On Friday, we found out what made it into the final version of the tax bill.
Lawmakers in both the House and Senate are set to vote on it this week.
The sweeping overhaul touches so many parts of the tax code that it's hard to tell how the changes will affect an average American. It could take experts weeks to parse through the more than 500 pages of the bill.
Remember, the bill would not affect 2017 taxes, for which Americans will start filing their returns in a month or so. But it will affect your 2018 taxes.
Here are some of CNNMoney's initial takeaways:
IT COULD CHANGE YOUR TAX RATE
The bill preserves seven tax brackets, and lowers many of them.
FEWER PEOPLE WILL ITEMIZE
The plan nearly doubles the standard deduction, so it might not be worth it for you to itemize your taxes anymore.
Roughly 30 million households that itemize today are likely to take the new standard deduction instead.
THERE ARE CHANGES FOR FAMILIES
Today, you're allowed to claim a $4,050 personal exemption for yourself, your spouse and each of your dependents. The bill eliminates them entirely.
But the bill doubles the current child tax credit from $1,000 to $2,000 per child under age 17, and allows parents to receive up to $1,400 as a refund, if the credit is larger than their federal income tax liability.

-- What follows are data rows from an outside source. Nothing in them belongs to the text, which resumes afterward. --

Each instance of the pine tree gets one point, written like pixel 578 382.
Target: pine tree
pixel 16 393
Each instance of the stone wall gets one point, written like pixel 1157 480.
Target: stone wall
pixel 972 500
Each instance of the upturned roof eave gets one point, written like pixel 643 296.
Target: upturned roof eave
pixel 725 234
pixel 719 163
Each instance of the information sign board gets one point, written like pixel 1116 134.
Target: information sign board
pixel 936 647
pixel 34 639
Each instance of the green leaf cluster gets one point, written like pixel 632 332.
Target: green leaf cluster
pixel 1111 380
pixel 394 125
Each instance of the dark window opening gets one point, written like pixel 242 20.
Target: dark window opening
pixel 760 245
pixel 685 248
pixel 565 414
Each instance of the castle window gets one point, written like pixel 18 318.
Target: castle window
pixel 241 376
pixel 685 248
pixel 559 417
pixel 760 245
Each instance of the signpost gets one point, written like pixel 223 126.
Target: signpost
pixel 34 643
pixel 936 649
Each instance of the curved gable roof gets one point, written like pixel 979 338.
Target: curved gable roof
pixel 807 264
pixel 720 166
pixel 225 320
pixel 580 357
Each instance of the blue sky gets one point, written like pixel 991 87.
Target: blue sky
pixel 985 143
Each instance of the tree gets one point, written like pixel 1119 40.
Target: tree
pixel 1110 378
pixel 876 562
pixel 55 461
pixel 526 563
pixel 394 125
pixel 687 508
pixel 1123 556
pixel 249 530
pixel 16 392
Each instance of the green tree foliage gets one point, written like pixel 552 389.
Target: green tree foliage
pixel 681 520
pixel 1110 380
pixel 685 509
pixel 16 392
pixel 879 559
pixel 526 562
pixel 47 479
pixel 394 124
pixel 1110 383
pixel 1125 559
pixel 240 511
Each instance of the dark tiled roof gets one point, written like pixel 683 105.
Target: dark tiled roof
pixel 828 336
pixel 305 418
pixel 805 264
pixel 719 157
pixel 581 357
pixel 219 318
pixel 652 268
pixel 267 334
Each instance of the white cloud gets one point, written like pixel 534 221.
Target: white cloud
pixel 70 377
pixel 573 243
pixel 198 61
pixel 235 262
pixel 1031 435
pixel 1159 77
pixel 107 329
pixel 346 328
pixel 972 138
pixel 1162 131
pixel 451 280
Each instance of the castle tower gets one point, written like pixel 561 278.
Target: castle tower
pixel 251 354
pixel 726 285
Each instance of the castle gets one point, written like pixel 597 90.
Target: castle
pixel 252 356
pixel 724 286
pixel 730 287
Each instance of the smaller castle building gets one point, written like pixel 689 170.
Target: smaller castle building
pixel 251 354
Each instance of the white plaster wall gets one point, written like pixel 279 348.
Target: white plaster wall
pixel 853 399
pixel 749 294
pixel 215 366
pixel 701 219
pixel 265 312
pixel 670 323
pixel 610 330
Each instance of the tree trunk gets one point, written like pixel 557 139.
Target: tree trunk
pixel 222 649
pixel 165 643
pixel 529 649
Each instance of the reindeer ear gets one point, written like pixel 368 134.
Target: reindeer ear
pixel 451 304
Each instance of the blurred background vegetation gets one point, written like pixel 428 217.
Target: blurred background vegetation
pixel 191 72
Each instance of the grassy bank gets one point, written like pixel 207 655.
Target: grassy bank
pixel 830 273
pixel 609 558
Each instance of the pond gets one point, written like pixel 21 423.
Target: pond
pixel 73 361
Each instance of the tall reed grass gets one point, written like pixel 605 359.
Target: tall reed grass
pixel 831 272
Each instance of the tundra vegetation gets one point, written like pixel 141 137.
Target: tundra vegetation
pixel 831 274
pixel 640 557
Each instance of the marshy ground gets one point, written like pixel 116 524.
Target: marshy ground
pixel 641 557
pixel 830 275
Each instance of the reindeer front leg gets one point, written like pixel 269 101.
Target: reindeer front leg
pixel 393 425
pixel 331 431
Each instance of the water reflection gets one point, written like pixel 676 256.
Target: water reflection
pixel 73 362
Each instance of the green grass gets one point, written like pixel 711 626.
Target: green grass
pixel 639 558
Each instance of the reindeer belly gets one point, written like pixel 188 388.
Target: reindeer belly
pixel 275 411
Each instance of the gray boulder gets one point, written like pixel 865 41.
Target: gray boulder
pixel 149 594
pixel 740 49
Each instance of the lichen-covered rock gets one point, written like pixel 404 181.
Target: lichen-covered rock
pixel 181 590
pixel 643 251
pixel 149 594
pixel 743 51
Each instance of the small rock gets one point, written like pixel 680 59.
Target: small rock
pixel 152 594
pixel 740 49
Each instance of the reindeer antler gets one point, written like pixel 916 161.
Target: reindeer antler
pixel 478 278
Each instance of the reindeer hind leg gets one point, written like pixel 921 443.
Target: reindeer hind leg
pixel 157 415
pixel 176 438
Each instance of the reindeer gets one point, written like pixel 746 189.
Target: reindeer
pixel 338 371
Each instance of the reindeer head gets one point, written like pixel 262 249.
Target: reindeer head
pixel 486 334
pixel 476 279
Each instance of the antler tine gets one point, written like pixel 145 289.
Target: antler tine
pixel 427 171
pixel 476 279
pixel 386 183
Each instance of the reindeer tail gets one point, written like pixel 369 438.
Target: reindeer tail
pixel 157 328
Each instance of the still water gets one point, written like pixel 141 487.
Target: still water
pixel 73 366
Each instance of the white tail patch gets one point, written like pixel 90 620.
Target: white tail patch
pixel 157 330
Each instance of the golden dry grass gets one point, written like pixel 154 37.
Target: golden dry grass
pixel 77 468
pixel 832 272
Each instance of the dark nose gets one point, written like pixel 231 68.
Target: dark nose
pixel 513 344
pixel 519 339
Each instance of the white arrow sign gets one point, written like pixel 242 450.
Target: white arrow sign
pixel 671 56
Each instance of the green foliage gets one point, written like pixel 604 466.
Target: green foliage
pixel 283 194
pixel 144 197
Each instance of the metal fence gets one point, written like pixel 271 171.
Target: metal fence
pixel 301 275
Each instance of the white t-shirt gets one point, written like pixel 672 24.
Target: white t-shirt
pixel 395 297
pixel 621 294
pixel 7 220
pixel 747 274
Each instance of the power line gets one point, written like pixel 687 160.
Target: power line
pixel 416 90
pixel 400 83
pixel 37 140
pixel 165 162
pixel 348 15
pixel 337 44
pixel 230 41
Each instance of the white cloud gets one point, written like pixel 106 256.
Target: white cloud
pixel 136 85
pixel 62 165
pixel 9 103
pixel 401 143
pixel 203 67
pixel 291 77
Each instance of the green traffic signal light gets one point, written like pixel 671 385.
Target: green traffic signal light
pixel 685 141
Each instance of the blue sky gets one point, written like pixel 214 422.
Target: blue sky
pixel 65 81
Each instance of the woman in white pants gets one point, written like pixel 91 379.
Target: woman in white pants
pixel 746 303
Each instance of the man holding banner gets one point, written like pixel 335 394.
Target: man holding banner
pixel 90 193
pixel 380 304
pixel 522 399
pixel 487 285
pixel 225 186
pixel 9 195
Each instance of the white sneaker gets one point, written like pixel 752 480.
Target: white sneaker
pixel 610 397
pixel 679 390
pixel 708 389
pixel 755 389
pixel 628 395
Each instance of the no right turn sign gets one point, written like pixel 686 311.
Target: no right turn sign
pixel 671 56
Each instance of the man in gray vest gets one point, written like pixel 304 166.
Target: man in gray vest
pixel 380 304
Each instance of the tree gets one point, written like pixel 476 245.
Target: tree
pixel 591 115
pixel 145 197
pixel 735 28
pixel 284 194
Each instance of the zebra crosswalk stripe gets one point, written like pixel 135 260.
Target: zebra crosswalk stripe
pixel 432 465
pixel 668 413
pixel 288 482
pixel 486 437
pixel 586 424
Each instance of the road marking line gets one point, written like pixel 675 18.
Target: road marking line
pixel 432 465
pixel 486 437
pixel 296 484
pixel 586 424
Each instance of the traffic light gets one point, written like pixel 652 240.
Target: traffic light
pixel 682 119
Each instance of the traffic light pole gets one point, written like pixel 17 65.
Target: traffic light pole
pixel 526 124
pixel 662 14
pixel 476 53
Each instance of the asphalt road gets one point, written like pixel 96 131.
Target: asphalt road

THERE ARE CHANGES FOR HOMEOWNERS
New homebuyers would now only be able to deduct interest on the first $750,000 of mortgage debt on a newly-purchased home. Currently, they can deduct $1 million.
And while the bill preserves the state and local tax (SALT) deduction for anyone who itemizes, it will cap the amount that may be deducted at $10,000. Today the deduction is unlimited for your state and local property taxes plus income or sales taxes.